One reason why I wouldn’t trust Corbyn in power is that every Labour government since 1945 has started a war somewhere. During Attlee’s administration, the army did some hideous stuff in what were then the colonies. 300-500 unarmed civilians were mown down by the British at Batang Kali in Malaya. We introduced concentration camps to Kenya during the Mau-Mau rising.
Harold Wilson is given credit for keeping us out of the Vietnam War, but that’s actually bullshit. Our boys were sent on covert missions or secretly attached to Australian or New Zealand divisions. At the same time, we had troops in Borneo and Brunei repelling communists who had links to the Vietminh. And we don’t even need to mention how many wars Blair started.
TS: Both Tories and Labour are militaristic parties, in your view?
GH: Absolutely. I wouldn’t piss on a politician if he was on fire, not any single one of them. That doesn’t mean I’m apathetic or don’t care about politics. Quite the opposite. I identify as an anarchist because I’m fairly certain we the people could run our own affairs without these hierarchical power structures that only seem to prevent rather than promote freedom, equality, truth and justice. I’m not your sort of Class War anarchist who wants to bomb things and punch people – that doesn’t lead anywhere. My anarchism is more like socialism without the authoritarianism, and it owes a lot to the social experiments in Barcelona and Aragon during the Spanish Civil War.
TS: Does your anarchist perspective stop you from lobbying mainstream politicians?
GH: It depends on what we feel can be achieved. Before going to see Jeremy Corbyn’s speech in response to the Chilcot Inquiry, we were invited to a closed press conference where Labour apparatchiks told us not to ask Corbyn any difficult questions. It reminded me weirdly of the way Alastair Campbell used to stage manage the New Labour lot. We were told we were ‘guests of honour’ at the speech and were given four seats right at the front.

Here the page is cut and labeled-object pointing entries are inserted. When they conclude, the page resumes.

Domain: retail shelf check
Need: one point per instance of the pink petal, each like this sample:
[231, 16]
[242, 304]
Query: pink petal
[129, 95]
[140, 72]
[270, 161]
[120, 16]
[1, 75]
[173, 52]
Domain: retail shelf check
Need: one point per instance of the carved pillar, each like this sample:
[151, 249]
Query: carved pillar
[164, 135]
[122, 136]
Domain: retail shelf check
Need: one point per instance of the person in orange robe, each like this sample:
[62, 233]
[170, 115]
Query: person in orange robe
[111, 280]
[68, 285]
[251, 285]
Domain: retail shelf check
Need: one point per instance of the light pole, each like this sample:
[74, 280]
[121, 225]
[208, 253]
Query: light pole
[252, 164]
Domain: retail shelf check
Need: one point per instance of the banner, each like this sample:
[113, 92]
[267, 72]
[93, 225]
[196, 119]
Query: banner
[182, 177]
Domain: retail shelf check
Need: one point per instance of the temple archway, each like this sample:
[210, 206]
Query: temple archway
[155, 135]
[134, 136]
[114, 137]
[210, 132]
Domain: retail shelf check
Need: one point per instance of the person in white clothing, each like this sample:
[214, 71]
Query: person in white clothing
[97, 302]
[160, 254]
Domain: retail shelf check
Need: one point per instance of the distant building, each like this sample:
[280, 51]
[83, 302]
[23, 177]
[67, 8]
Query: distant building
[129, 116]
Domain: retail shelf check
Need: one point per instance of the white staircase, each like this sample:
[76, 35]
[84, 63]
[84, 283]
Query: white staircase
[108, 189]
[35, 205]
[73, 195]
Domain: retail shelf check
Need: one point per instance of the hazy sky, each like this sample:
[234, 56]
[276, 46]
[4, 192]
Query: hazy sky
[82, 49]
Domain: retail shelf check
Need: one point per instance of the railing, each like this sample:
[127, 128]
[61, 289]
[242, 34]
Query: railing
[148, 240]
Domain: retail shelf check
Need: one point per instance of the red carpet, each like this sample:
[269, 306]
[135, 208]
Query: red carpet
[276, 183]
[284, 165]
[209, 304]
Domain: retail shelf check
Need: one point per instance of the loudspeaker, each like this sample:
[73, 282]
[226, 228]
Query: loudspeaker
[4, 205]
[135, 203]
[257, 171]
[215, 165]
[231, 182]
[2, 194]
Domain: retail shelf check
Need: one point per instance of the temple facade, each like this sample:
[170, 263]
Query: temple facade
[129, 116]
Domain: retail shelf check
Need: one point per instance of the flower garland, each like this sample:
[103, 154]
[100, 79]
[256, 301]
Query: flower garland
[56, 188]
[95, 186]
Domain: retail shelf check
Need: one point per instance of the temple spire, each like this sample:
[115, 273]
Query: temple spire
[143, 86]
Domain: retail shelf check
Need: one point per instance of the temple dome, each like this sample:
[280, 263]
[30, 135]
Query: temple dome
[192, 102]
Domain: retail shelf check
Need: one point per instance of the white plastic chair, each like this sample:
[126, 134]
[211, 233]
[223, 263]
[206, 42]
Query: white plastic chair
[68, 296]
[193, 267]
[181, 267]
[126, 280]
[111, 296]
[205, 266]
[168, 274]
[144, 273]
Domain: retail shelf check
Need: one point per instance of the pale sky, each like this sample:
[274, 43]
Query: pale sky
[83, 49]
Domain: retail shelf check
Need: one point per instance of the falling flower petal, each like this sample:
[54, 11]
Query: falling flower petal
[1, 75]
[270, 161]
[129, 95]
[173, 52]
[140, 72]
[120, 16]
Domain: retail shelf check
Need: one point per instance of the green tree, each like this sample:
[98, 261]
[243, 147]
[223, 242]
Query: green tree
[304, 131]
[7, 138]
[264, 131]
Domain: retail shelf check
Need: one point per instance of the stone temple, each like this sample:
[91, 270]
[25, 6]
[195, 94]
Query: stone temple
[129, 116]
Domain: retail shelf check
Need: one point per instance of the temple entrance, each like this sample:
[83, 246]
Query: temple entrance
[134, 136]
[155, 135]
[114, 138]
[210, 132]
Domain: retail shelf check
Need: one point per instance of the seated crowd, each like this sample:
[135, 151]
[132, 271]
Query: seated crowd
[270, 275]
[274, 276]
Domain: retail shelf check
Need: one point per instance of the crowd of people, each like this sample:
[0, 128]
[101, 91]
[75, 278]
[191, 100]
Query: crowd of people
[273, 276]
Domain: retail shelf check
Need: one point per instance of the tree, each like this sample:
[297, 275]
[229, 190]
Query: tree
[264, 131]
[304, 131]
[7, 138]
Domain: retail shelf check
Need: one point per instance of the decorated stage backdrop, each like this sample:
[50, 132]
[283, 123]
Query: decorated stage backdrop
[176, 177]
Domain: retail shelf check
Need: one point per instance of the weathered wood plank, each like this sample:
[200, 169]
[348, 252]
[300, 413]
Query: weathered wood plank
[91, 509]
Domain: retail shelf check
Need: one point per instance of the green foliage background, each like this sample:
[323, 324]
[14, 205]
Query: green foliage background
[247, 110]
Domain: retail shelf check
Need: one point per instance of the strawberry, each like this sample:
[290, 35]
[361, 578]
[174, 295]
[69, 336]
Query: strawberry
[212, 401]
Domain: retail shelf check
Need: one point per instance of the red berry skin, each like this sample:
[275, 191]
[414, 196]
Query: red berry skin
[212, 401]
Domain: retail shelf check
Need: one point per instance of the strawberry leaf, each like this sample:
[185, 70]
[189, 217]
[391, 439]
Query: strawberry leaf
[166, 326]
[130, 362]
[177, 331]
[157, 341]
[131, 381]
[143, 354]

When we went inside the hall the Momentum people were chanting ‘Jeremy, we love you!’ Corbyn came in and everyone stood up – everyone except us. We shook his hand but we refused to stand up. It was quite a sight, us four veterans in turquoise hoodies being the only people not on our feet when the new messiah – as some people see him – strolled in to rapturous applause!
TS: Why didn’t you stand up?
GH: We were waiting to see if he was going to say anything that we agreed with. We’d asked him some time before to renounce war as a means of foreign policy, and he didn’t do that in the speech. If you read the transcript, he criticises the Iraq war but he also says that the UK and US should have sought a UN resolution for it. VfP maintains that Iraq would have been a disaster whether the UN had been behind it or not. The impression I get is that Prime Minister Corbyn – though I doubt he will be PM – would take us to war as long as he got some piece of paper from the UN, which is, after all, just another undemocratic institution dominated by the rich imperialist nations. Anyway, after Corbyn finished his speech, everyone stood up.
TS: But you remained seated?
GH: Correct. We weren’t happy at all. We wanted some definitive answers from both the inquiry and from Corbyn, and we didn’t get them.
TS: Tony Blair’s been threatening a comeback. What do you think of that?
GH: If you think about it, the PLP are on Corbyn’s case and they’re short of a leader…
TS: Surely not. People can’t be that stupid, can they?
GH: Well maybe the PLP might ultimately decide that they’d be shooting themselves in the foot with Blair, but probably a lot of them think they’re already shooting themselves in the foot with Corbyn. Makes no odds to an anarchist like me – neither man is unequivocally anti-war.
Photography by Moshe Tasky and Veterans for Peace.